Scientists digging around roughly one-and-a-half miles below the Earth's surface in an Ontario mine may have just discovered the oldest free-flowing source of isolated, untouched water ever known. Though they don't know if anything has been living in this water, it contains both methane and hydrogen—key ingredients for life—and has likely been isolated in rock down there, untouched by Earth's atmosphere, for a staggering 1 billion years.
Or perhaps even longer. While tiny, micrometer-scale deposits of water have been found in minerals tens of millions of years old (the water was trapped there when the minerals formed, so it has been trapped for at least that long), free-flowing water living in interconnected pockets, cracks, and pores deep in the Earth's crust has never been dated as older than a few tens of millions of years old. When the scientists discovered the water in the Ontario mine, they felt lucky to have found undisturbed water that they thought was maybe even hundreds of millions of years isolated.

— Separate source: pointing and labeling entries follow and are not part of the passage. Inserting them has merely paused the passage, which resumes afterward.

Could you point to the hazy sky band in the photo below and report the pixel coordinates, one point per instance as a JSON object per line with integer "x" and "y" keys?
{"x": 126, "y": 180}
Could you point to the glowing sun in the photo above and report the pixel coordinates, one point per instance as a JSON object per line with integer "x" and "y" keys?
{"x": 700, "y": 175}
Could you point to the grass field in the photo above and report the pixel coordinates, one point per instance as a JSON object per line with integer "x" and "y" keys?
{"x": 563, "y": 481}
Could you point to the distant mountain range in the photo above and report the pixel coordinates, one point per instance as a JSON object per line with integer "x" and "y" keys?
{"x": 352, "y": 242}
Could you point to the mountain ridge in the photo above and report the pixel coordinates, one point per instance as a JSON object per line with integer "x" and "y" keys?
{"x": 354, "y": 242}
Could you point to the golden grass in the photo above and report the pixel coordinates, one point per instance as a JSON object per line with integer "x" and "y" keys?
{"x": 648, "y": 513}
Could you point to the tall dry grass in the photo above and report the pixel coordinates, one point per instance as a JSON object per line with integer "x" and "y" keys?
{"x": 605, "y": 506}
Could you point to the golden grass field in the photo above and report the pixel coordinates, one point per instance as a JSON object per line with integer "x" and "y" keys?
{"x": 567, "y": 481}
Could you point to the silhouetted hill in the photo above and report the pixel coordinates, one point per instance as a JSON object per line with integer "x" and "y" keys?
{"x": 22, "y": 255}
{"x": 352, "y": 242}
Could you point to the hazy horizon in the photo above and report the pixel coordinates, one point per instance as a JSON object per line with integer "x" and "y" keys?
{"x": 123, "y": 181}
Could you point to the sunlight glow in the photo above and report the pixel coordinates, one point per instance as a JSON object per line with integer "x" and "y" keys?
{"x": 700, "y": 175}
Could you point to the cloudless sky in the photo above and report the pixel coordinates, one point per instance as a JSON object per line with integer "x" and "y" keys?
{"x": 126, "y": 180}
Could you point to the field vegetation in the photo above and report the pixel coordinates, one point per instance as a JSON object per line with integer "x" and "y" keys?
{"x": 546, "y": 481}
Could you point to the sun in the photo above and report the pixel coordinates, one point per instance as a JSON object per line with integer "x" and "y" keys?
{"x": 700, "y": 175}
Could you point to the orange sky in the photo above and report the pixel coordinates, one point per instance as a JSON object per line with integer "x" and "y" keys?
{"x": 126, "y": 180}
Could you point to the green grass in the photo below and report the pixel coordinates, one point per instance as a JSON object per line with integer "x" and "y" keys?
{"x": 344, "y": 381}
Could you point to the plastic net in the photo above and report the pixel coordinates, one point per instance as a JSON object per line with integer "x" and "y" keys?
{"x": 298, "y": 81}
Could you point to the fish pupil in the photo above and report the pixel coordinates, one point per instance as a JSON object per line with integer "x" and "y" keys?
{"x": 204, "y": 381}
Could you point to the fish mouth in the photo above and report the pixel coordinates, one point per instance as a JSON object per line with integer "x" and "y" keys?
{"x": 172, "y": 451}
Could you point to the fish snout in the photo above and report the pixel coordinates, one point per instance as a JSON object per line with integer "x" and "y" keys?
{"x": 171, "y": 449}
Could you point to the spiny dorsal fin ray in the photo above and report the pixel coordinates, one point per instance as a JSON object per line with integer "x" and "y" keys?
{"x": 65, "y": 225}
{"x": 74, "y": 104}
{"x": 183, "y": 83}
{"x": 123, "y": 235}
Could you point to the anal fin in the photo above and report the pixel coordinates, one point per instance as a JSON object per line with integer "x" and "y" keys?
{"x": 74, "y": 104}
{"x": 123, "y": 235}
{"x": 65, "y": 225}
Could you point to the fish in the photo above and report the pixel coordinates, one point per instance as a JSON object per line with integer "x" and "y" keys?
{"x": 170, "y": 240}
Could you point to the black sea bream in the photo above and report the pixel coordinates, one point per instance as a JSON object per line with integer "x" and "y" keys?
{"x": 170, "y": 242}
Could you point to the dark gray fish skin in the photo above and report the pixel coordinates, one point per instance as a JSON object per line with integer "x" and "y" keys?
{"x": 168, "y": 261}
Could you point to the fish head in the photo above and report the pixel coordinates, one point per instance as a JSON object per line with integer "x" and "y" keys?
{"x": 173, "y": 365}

But an analysis of the water, which was found in 2.7-billion-year-old sulphide deposits within the copper and zinc mine, is full of isotopes that the researchers are fairly certain have not been in contact with Earth's atmosphere for at least 1 billion years, and possibly as long as 2.64 billion years.
Given the water also contains the ingredients for life, the researchers are now examining carefully extracted samples of the water to see if they contain microbial life or whether they might have in the past. The findings, whatever they may be, could have big implications for Mars, which we know once had surface water and very well might be full of deposits of untouched, isolated water like this beneath its barren surface.
Correction: An earlier version of this post contained a typo, stating that some micrometer-scale deposits of water had been dated "tens of billions" of years old. Which means they would predate the existence of the universe. It was supposed to read "tens of millions." The copy has been corrected to reflect this. PopSci regrets having accidentally attempted to undo decades of important cosmological research.